I have a 2001 Maxima SE. SEL came on so I had it checked with my local repair shop. Told me P0171 code was present. He checked the Mass Air Flow Sensor and said it was at the end of it's life. Took the car home and purchased a new Mass Air Flow Sensor from (thepartsbin.com). I have not installed yet because I need some feedback from members here. The following warning came with the unit.

1. This airflow meter assembly must be replaced as a complete unit. Do not remove the element and transfer to the old body.

2. This unit requires special ECM reprogramming of the vehicle. 

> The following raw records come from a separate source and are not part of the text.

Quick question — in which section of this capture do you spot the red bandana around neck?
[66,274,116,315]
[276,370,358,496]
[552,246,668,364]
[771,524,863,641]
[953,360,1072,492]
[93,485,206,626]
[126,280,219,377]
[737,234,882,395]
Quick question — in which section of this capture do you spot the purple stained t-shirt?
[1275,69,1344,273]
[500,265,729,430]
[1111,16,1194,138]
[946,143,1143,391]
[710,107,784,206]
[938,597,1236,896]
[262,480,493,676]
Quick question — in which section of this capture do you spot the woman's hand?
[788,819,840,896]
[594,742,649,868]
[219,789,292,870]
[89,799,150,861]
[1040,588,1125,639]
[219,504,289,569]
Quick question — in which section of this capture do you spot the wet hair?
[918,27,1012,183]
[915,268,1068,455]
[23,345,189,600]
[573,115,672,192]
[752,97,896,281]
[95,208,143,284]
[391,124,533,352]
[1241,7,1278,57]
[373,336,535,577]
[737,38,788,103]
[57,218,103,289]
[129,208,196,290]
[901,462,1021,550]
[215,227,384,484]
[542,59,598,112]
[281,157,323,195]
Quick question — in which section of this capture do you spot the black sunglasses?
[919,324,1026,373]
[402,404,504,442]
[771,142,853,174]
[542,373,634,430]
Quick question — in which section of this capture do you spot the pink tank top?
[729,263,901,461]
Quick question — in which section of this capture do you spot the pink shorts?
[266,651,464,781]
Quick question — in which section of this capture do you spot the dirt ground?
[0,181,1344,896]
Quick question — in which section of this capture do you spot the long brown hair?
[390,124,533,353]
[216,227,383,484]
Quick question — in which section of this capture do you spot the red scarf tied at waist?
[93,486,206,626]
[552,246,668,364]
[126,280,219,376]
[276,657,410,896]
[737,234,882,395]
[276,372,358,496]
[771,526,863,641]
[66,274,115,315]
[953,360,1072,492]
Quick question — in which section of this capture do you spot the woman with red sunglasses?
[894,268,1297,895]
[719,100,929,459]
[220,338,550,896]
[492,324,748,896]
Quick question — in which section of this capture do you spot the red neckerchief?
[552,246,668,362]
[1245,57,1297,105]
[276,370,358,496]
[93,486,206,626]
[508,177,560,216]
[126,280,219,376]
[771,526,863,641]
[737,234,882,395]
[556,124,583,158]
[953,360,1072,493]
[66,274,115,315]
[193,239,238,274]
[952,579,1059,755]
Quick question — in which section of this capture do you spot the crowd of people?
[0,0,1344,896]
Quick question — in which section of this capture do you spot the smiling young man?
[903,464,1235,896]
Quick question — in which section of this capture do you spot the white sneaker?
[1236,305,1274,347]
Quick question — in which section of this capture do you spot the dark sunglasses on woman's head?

3. Refer to TSB NTB01-036/ITB01-029 for the special ECM ID code that must be entered in the ASIST ECM data screen to download the correct data.

4. This data is not available through the regular MY / Model lookup.

5. Replace the air filter and clean all dust/dirt from the air cleaner box.

Steps 1 and 5 are no problem.
Steps 2,3 & 4 are above my ability. Do not have the equipment. Are these steps absolutely required to complete the job?


----------



## Puppetmaster (Mar 28, 2005)

FYI possible causes for a P0171 are:

Intake air leaks
Heated oxygen sensor 1 (front)
Injectors
Exhaust gas leaks
Incorrect fuel pressure
Lack of fuel
Mass air flow sensor

How did the shop determine the MAF was at fault? Can you rev over 2400 rpms and is there a severe power loss? 

Anyways, with regards to steps 2-4, they are not necessary. The car will run fine without performing those steps.


----------